Another kind of transaction will be roboticized actions that may take over what was a sales clerk’s actions.
“It could be not just a vending machine, but a hotel room — some hotels in San Francisco already have this — you have a robotic assistant that comes to bring you stuff.” The ALoft hotel chain is already doing that, Venkatesan points out.
The technology of beacons, points of presence that wirelessly communicate with you, will be part of it as well. Today, the technology doesn’t scale, says Venkatesan.
“The second aspect now is the technology to map indoor locations,” he notes. “Google has invested heavily, and Apple has invested heavily, and, by the way, we have very close relationships with both of those companies.”
“When we unlock that indoor mapping when you need to find something, you just walk up to that location, whether your first day at the office cafeteria or something else — all those interactions will look very different from where they are today.”
Touch-less technology, Venkatesan says, where you don’t have to press buttons on a vending machine is very close to being an element in retail. “It is imminent,” he says.
Even if the world is slowly coming out of pandemic times, Feeney believes the appeal of remote, unattended, cash-less, and even touch-less commerce will persist in some form.
“I think it will be somewhat less than what we’ve seen now, but usually when these things happen, they stick,” Feeney says of the unattended commerce wave.

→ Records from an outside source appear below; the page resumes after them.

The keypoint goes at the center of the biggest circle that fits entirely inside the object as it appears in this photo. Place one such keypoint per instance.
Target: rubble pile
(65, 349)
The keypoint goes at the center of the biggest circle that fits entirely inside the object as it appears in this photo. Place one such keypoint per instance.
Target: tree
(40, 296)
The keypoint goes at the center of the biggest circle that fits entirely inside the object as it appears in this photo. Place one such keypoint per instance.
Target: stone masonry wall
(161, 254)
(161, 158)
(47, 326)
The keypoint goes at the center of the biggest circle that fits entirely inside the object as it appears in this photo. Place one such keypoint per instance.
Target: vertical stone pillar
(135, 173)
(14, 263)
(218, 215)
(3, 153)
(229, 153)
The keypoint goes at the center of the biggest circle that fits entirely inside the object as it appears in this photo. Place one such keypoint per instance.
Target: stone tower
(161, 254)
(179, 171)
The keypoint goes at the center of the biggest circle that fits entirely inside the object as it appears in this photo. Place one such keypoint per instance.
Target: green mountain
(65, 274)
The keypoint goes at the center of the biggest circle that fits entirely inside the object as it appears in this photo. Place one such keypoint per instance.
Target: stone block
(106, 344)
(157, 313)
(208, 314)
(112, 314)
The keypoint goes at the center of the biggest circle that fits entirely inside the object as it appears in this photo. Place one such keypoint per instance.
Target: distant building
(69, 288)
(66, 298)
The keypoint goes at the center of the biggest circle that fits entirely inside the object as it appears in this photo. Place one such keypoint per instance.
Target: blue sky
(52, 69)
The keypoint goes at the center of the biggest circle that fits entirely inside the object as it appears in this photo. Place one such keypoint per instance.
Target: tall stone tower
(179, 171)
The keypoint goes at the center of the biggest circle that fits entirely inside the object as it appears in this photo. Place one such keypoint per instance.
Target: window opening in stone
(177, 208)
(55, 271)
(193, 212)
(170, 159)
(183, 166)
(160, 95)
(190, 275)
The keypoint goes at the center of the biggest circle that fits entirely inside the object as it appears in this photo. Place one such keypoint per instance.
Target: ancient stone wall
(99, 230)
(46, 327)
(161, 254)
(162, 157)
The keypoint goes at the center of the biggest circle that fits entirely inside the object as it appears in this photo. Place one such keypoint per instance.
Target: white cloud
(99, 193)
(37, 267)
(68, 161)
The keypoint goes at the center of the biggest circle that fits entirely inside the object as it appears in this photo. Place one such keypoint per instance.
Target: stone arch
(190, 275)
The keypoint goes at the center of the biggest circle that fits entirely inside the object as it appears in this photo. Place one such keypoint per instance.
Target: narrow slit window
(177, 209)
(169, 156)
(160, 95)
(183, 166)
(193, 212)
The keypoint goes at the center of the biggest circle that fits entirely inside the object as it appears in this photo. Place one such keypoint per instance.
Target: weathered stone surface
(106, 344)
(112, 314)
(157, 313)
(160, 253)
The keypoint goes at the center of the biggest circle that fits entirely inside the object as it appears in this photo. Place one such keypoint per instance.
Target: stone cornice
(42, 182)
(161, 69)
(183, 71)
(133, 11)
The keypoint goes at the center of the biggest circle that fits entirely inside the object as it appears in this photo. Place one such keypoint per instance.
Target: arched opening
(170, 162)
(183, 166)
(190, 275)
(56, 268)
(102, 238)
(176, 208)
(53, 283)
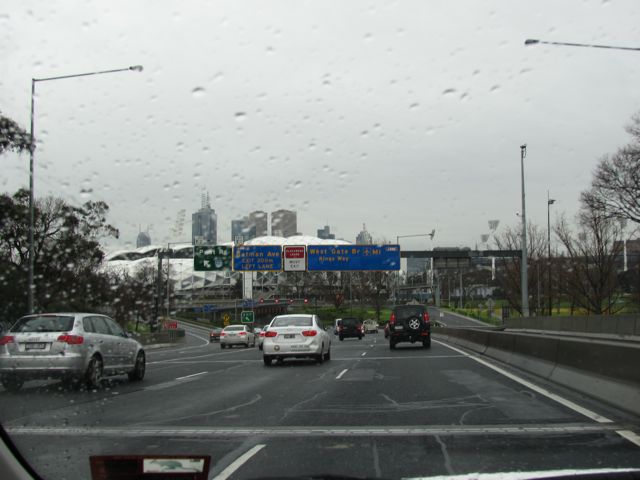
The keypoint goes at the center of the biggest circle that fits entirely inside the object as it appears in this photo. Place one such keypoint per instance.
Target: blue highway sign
(353, 257)
(257, 258)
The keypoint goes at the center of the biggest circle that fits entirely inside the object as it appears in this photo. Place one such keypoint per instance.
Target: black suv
(409, 323)
(350, 327)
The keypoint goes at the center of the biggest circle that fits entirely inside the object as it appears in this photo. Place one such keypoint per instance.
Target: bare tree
(509, 272)
(591, 261)
(615, 186)
(12, 136)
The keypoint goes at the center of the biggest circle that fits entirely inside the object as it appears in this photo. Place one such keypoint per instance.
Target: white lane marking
(314, 431)
(539, 474)
(629, 435)
(238, 462)
(205, 340)
(175, 359)
(189, 376)
(542, 391)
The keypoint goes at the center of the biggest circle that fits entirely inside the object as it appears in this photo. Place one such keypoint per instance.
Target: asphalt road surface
(368, 412)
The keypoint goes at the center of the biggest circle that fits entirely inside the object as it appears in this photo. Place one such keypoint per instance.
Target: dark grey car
(80, 347)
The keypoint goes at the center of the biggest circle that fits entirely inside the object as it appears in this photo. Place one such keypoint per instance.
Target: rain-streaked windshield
(292, 322)
(458, 181)
(43, 324)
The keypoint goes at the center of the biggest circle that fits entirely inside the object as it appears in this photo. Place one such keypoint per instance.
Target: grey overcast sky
(404, 115)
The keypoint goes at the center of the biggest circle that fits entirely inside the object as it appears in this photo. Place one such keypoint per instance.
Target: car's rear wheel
(137, 374)
(327, 356)
(12, 383)
(93, 377)
(413, 323)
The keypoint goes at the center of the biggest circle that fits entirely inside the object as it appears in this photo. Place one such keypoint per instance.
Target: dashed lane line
(238, 462)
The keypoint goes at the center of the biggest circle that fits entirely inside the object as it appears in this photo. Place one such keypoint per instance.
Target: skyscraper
(364, 237)
(258, 219)
(242, 230)
(325, 233)
(143, 240)
(204, 224)
(284, 223)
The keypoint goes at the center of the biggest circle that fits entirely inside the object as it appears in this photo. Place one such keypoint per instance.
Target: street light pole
(32, 147)
(398, 237)
(532, 41)
(550, 201)
(523, 266)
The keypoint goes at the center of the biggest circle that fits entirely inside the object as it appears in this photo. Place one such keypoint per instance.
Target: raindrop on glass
(198, 92)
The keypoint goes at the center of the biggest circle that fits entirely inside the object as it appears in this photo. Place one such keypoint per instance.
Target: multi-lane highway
(368, 412)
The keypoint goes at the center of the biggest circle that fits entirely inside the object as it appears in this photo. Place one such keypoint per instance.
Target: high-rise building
(204, 224)
(143, 240)
(364, 237)
(284, 223)
(325, 233)
(242, 230)
(258, 219)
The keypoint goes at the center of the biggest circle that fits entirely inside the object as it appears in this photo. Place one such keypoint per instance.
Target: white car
(261, 334)
(296, 336)
(237, 335)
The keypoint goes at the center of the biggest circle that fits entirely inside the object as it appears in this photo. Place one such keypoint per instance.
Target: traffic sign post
(246, 316)
(209, 258)
(257, 258)
(295, 258)
(353, 257)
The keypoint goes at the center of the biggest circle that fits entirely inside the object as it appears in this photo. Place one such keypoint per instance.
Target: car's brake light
(71, 339)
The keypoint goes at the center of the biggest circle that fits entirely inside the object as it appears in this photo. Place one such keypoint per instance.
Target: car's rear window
(292, 322)
(45, 323)
(351, 322)
(409, 311)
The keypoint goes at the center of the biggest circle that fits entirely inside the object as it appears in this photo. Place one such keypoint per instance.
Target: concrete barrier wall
(609, 324)
(608, 371)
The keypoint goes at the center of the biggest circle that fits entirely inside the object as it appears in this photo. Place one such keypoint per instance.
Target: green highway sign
(246, 316)
(208, 258)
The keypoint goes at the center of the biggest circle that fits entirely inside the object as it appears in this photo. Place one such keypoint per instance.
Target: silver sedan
(80, 347)
(296, 336)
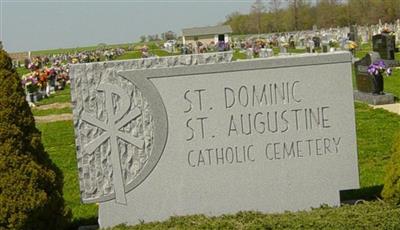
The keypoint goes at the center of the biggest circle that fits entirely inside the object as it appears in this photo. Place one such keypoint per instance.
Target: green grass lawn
(376, 129)
(39, 112)
(59, 142)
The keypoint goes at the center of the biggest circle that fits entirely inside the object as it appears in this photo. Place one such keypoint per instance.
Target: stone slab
(369, 98)
(267, 135)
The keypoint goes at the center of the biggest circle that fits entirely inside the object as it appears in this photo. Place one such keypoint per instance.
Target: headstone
(325, 46)
(264, 135)
(385, 45)
(263, 53)
(249, 53)
(270, 52)
(317, 42)
(364, 81)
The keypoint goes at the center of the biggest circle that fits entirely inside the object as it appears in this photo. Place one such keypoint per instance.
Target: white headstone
(266, 135)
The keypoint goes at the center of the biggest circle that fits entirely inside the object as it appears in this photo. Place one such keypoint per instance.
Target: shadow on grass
(367, 193)
(75, 224)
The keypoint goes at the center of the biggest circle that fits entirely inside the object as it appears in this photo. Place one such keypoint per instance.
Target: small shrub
(391, 189)
(30, 184)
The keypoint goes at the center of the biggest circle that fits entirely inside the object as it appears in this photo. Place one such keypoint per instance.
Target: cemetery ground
(376, 132)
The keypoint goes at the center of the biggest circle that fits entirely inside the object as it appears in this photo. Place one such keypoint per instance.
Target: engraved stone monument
(201, 134)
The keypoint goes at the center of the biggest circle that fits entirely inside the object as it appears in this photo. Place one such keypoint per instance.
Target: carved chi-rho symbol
(116, 120)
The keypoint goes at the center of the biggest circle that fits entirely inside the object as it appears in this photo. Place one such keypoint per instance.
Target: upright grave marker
(269, 134)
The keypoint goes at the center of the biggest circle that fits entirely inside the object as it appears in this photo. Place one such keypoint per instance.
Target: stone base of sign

With rising complexity of transactions, the software subscriptions part of the business will become a more and more meaningful part of the revenue for Cantaloupe. Wall Street likes to see lots of data from a subscription business, such as annualized recurring revenue. Right now, transactions for hardware are lumped in with subscription revenue as one quarterly revenue number.
Feeney expects to add more of that disclosure over time.
“The Street always wants more information,” he concedes. “We will look to reporting some of the more standard SaaS or cloud KPIs [key performance indicators] going forward.”
“I think we’ll get to a point where we’ll probably break out the subscription revenue over the coming twelve to eighteen months, that just makes sense.”